Last updated:

Using Fine-tuning and Monitoring

After the fine-tuning instance is created and reaches the Running state, you can perform model fine-tuning through either the Web UI or Notebook.

Using the Web UI (LlamaBoard)

If you selected the LLaMA-Factory framework during instance creation, the system provides the LlamaBoard visual training interface, enabling no-code model fine-tuning.

Steps

Load Training Configuration Click the Open Web UI button in the instance action bar to open the LlamaBoard training interface. Select the base model and fine-tuning method (e.g., LoRA, QLoRA, full-parameter fine-tuning) from the top section.
Select Training Dataset In the dataset configuration area, select a training dataset that has been uploaded to the platform. Both custom datasets and built-in platform datasets are supported.

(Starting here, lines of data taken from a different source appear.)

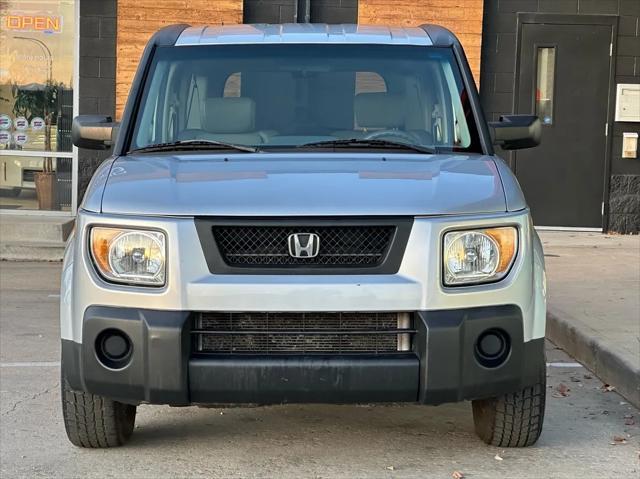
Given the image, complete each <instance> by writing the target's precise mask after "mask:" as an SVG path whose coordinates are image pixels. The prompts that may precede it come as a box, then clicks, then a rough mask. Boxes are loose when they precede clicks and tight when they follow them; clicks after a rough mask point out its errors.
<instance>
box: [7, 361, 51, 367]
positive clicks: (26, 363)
mask: <svg viewBox="0 0 640 479" xmlns="http://www.w3.org/2000/svg"><path fill="white" fill-rule="evenodd" d="M59 366H60V361H21V362H15V363H0V368H57V367H59Z"/></svg>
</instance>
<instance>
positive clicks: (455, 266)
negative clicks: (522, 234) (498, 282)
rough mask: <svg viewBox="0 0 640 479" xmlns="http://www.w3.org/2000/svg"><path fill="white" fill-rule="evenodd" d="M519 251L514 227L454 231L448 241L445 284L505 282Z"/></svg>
mask: <svg viewBox="0 0 640 479" xmlns="http://www.w3.org/2000/svg"><path fill="white" fill-rule="evenodd" d="M517 249H518V231H517V230H516V228H513V227H504V228H489V229H484V230H471V231H452V232H450V233H447V234H446V235H445V237H444V255H443V256H444V283H445V285H447V286H458V285H469V284H478V283H488V282H493V281H498V280H500V279H502V278H504V277H505V276H506V275H507V273H508V272H509V269H510V268H511V265H512V264H513V260H514V259H515V256H516V252H517Z"/></svg>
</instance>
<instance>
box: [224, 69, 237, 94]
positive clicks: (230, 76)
mask: <svg viewBox="0 0 640 479" xmlns="http://www.w3.org/2000/svg"><path fill="white" fill-rule="evenodd" d="M241 91H242V75H241V73H240V72H237V73H233V74H231V75H229V77H228V78H227V81H225V82H224V91H223V92H222V96H223V97H225V98H233V97H239V96H240V93H241Z"/></svg>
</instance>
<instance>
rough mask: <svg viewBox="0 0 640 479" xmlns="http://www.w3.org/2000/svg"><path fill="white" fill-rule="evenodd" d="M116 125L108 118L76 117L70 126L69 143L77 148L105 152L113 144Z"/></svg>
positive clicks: (117, 126) (88, 115)
mask: <svg viewBox="0 0 640 479" xmlns="http://www.w3.org/2000/svg"><path fill="white" fill-rule="evenodd" d="M118 125H119V123H115V122H114V121H113V120H112V119H111V117H110V116H101V115H80V116H77V117H75V118H74V119H73V124H72V125H71V141H73V144H74V145H76V146H77V147H78V148H88V149H90V150H106V149H107V148H109V147H110V146H111V145H112V143H113V139H114V137H115V135H116V133H117V131H118Z"/></svg>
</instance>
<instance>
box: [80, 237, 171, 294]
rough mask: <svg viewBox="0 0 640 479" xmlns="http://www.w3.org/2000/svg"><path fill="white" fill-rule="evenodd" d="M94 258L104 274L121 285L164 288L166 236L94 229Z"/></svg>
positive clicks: (93, 246) (102, 274)
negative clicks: (162, 286) (137, 284)
mask: <svg viewBox="0 0 640 479" xmlns="http://www.w3.org/2000/svg"><path fill="white" fill-rule="evenodd" d="M90 242H91V257H92V259H93V262H94V263H95V265H96V268H97V269H98V271H99V272H100V274H101V275H102V276H103V277H104V278H105V279H107V280H109V281H114V282H117V283H131V284H142V285H149V286H162V285H164V283H165V257H166V255H165V236H164V233H160V232H158V231H144V230H135V229H125V228H102V227H96V228H92V229H91V239H90Z"/></svg>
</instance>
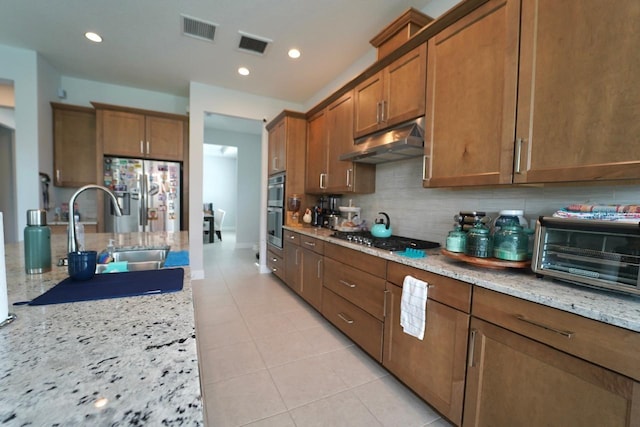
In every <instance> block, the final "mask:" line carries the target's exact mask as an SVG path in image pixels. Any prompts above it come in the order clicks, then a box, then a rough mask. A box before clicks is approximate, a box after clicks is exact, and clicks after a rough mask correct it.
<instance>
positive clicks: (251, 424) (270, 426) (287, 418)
mask: <svg viewBox="0 0 640 427" xmlns="http://www.w3.org/2000/svg"><path fill="white" fill-rule="evenodd" d="M245 426H246V427H296V423H294V422H293V420H292V419H291V415H289V413H288V412H285V413H284V414H278V415H274V416H273V417H269V418H264V419H262V420H259V421H256V422H253V423H249V424H245Z"/></svg>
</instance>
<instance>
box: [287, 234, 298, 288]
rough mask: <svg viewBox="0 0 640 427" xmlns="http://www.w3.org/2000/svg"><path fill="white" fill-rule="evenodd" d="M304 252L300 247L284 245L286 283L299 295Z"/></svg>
mask: <svg viewBox="0 0 640 427" xmlns="http://www.w3.org/2000/svg"><path fill="white" fill-rule="evenodd" d="M301 252H302V250H301V249H300V246H298V245H294V244H292V243H289V242H286V241H285V243H284V267H285V276H284V277H285V280H284V281H285V283H286V284H287V286H289V287H290V288H291V289H293V290H294V291H295V292H296V293H297V294H300V292H301V289H300V284H301V283H302V254H301Z"/></svg>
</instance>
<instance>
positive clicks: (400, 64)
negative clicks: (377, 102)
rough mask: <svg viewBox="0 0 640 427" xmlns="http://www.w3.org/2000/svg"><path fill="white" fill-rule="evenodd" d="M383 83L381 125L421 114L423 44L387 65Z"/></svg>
mask: <svg viewBox="0 0 640 427" xmlns="http://www.w3.org/2000/svg"><path fill="white" fill-rule="evenodd" d="M386 77H387V80H386V82H385V87H384V89H385V90H384V91H385V96H384V105H383V107H384V108H383V111H384V117H383V118H382V120H383V122H385V126H391V125H393V124H398V123H402V122H405V121H407V120H411V119H414V118H416V117H420V116H422V115H424V108H425V87H426V78H427V45H426V44H423V45H420V46H419V47H417V48H416V49H414V50H412V51H411V52H409V53H407V54H406V55H404V56H402V57H401V58H399V59H397V60H396V61H394V62H393V63H392V64H391V65H389V67H387V76H386Z"/></svg>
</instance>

Adjust Hyperparameters Adjust training hyperparameters based on your requirements:

Parameter	Description	Recommended Range
Batch Size	Number of training samples per batch	Adjust based on VRAM, typically 4-16
Learning Rate	Learning rate	1e-5 to 5e-4
Epoch	Number of training epochs	Typically 1-5
LoRA Rank	Dimension of LoRA low-rank matrices	8, 16, or 32
LoRA Alpha	LoRA scaling coefficient	Usually 2× the Rank

Start Training After configuration, click the Start Fine-tuning button to launch the training task. During training, you can view real-time loss curves and training progress in the interface.

Tip

LlamaBoard automatically saves training configurations. For iterative experiments, you can quickly reload previous configurations and adjust parameters.

Using Notebook

Click the Launch Notebook button in the instance action bar to open a JupyterLab development environment in your browser, giving you full control over training code and workflow.

Notebook mode is ideal for:

Custom training scripts and data preprocessing logic
Using MS-Swift or other framework CLI commands
Fine-grained control over the training process
Debugging model or dataset issues

Note

The Notebook environment comes pre-installed with the relevant fine-tuning framework and dependencies. For additional packages, use pip install in the terminal.

Training Monitoring

Click the instance name in the instance list to open the details page, then switch to the Analysis tab to view real-time training status and resource monitoring.

Resource Monitoring

Metric	Description
CPU Utilization	System CPU usage percentage
GPU Utilization	GPU compute core usage
Memory Usage	System memory consumption
VRAM Usage	GPU memory allocation and usage

Training Metrics

Metric	Description
Loss Curve	Training loss trend over steps/epochs
Learning Rate Schedule	Actual learning rate changes from the scheduler
Training Speed	Samples or training steps processed per second

Monitoring these metrics helps you determine whether training is progressing normally and identify issues such as overfitting, underfitting, or resource bottlenecks.

View Billing Details

On the instance details page, switch to the Billing tab to view resource consumption details:

Field	Description
Billing Start Time	When the instance started consuming compute resources
Billing End Time	When the instance was stopped or resources were released
Resource Spec	GPU/CPU/memory configuration in use
Accumulated Cost	Total cost to date

Warning

Fine-tuning instances incur charges continuously while running. Even after a training task completes, charges continue as long as the instance is not stopped. Stop the instance promptly after training to avoid unnecessary costs.